Why Amazon Is Shutting Down Amazon Care

When the news hit Wednesday that Amazon (Nasdaq: AMZN) was shutting down its virtual and at-home care business – Amazon Care – there was reasonably some confusion among the health care industry at large.

The shutting down of Amazon Care is a failure if viewed in a vacuum. Amazon was unable to disrupt the health care industry – or at least the home-based care space – all on its own. In fact, it hadn’t even gotten to the point where it was offering Amazon Care to the general public.

Who knows whether Amazon Care ultimately would have been successful with Amazon’s influence and nurturing alone.


Amazon has just decided to buy highly valuable assets – it has the money and resources, after all – and try to disrupt the health care industry that way. The company’s run in health care is far from over, and instead, it’s just opting to buy versus build, though it will be obviously building out their own home care segment once their acquisition, or acquisitions, come to a head. 

One Medical (Nasdaq: ONEM), which Amazon just acquired, has close to 200 medical offices and 800,000 members. It also owns Iora Health, which delivers value-based care for older adults enrolled in Medicare Advantage (MA) and alternative payment models.

“This decision by Amazon to throw in the towel must come as vindication to those who believed that the healthcare business is just too complex, even for a company like Amazon,” Paddy Padmanabhan, the CEO of the health care-focused Damo Consulting, told Advisory Board. “This raises the question of whether anyone can ever be successful as a stand-alone primary care provider in healthcare or whether you need to be part of an integrated health system to make it work.”


Padmanabhan’s analysis is correct, but again, it seems Amazon is more shifting strategies and going all in, and all in quickly, to execute on its health care plans.

One Medical is already a company that values care in the home setting, but if Amazon were to acquire Signify Health (NYSE: SGFY), its shutting down of Amazon Care would make even more sense. Signify does in-home evaluations, has proprietary home-based technology and data, and allows plans and providers to conduct more care in the home.

UnitedHealth Group (NYSE: UNH) and CVS Health (NYSE: CVS) are also rumored to be interested in Signify. CVS Health was also reportedly a bidder in the One Medical sweepstakes.

“This whole thesis that we’ve heard for a decade or two about using data to reduce costs and improve patient outcomes — it depends actually more on the data than the analysis,” Erik Gordon, a business and law professor at the University of Michigan, told STAT News. “You’ve got to guess that somebody has looked at Signify’s data and said they have data points that we don’t have, that would be very expensive for us to gather.”

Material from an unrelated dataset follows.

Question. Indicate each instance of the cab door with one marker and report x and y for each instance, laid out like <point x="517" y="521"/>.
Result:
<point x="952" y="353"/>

Amazon was considered by some in the home-based care industry to be an existential threat. Others thought that Amazon would simply face the same challenges that it does already, and that its breadth wouldn’t help all that much in those trouble areas. 

Some even believed Amazon’s entrance would lift all boats. After all, Amazon Care is a part of the advocacy coalition Moving Health Home.

But Amazon is not going away. It hasn’t decided home-based care is not worth pursuing. On the contrary, it’s likely to be very involved in the home for decades to come – both through its own technology and its own health care capabilities.

“We believe investors will initially view this as a positive for other virtual care providers,” the investment banking company Jefferies Group wrote. “While it may be an incremental positive, we have a somewhat more tempered view, as we believe Amazon is likely to shift its investment dollars into One Medical’s virtual care platform, and accordingly view Amazon’s announcement more of a pivot than a retreat.”